If a patient had surgery with more than a 3 day stay in the hospital and needed to recover from the surgery before starting rehab, can the rehab stay be delayed by up to 90 days pending recovery?

Answer: Yes with a couple of caveats. Medicare will pay for inpatient rehab in a skilled nursing as long as the rehab stay is preceded by a 3 day stay in a hospital. This is called the "Medicare 3-day rule." And it is true that beginning the rehab stay can be delayed by up to 90 days after the hospital stay, pending recovery from the surgery. However, if the delay is longer than 30 days, it must be medically inappropriate to begin rehab sooner to remain covered. Also, the above rules apply to Original Medicare. If someone is enrolled in a Medicare Advantage plan, they will have to follow the guidelines set forth by their particular plan. Medicare Advantage members are not subject to the 3-day rule, but their plan will still have to approve any inpatient rehab stay based on medical necessity.

I've heard Medicare covers an annual wellness visit. What exactly is included in this visit?

Answer: Under original Medicare, an annual wellness visit includes a review of current health status and medications and a health questionnaire to assess pressing health needs or risks.
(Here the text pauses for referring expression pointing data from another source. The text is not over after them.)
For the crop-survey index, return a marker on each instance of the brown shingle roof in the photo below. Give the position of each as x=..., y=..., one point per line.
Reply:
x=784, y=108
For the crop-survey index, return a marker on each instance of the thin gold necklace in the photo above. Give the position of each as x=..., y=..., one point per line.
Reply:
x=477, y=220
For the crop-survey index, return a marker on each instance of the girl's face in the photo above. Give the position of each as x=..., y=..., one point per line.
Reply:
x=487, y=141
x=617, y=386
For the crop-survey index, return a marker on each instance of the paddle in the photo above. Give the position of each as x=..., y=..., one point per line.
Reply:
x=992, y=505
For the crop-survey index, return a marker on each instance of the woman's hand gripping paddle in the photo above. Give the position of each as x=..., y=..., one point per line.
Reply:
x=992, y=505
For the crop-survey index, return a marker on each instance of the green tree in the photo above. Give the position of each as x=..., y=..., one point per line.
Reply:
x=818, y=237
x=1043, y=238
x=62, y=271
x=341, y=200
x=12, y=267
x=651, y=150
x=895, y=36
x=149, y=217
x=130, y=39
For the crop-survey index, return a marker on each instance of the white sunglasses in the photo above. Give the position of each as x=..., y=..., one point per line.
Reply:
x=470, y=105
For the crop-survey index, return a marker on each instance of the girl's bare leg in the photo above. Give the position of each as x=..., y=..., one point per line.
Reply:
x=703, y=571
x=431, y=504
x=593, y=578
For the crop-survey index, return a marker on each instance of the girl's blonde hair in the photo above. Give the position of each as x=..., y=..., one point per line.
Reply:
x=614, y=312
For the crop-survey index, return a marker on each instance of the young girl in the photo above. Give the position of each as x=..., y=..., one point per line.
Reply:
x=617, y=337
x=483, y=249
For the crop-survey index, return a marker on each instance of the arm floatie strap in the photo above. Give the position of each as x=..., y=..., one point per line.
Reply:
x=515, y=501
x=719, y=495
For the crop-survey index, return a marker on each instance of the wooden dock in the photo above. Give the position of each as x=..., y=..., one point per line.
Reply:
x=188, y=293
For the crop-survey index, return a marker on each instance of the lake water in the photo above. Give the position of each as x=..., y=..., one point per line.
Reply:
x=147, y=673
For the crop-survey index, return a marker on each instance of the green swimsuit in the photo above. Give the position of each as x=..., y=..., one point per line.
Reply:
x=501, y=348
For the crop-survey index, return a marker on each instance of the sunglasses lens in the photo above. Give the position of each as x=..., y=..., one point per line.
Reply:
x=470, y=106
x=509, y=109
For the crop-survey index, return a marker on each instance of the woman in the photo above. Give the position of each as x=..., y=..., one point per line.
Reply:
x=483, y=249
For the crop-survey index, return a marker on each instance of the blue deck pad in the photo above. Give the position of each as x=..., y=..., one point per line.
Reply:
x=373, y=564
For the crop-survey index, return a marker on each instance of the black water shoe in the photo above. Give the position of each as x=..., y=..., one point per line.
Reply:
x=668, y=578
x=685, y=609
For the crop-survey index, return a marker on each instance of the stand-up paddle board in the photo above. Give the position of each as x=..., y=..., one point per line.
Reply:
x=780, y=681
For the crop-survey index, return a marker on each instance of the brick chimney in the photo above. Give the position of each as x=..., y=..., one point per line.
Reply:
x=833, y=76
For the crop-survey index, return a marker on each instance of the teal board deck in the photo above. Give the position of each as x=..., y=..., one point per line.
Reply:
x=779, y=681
Although not a full physical, the visit will allow your doctor to create a written plan outlining recommended preventative services such as screenings and immunizations.

What do you like most about being a Medicare agent?

Answer: I enjoy the opportunity to help folks who are new to Medicare to understand how the program works and what their options are. It is particularly satisfying to help someone feel confident that they are making a choice that fits their budget and preferences and no longer be confused about all the different options.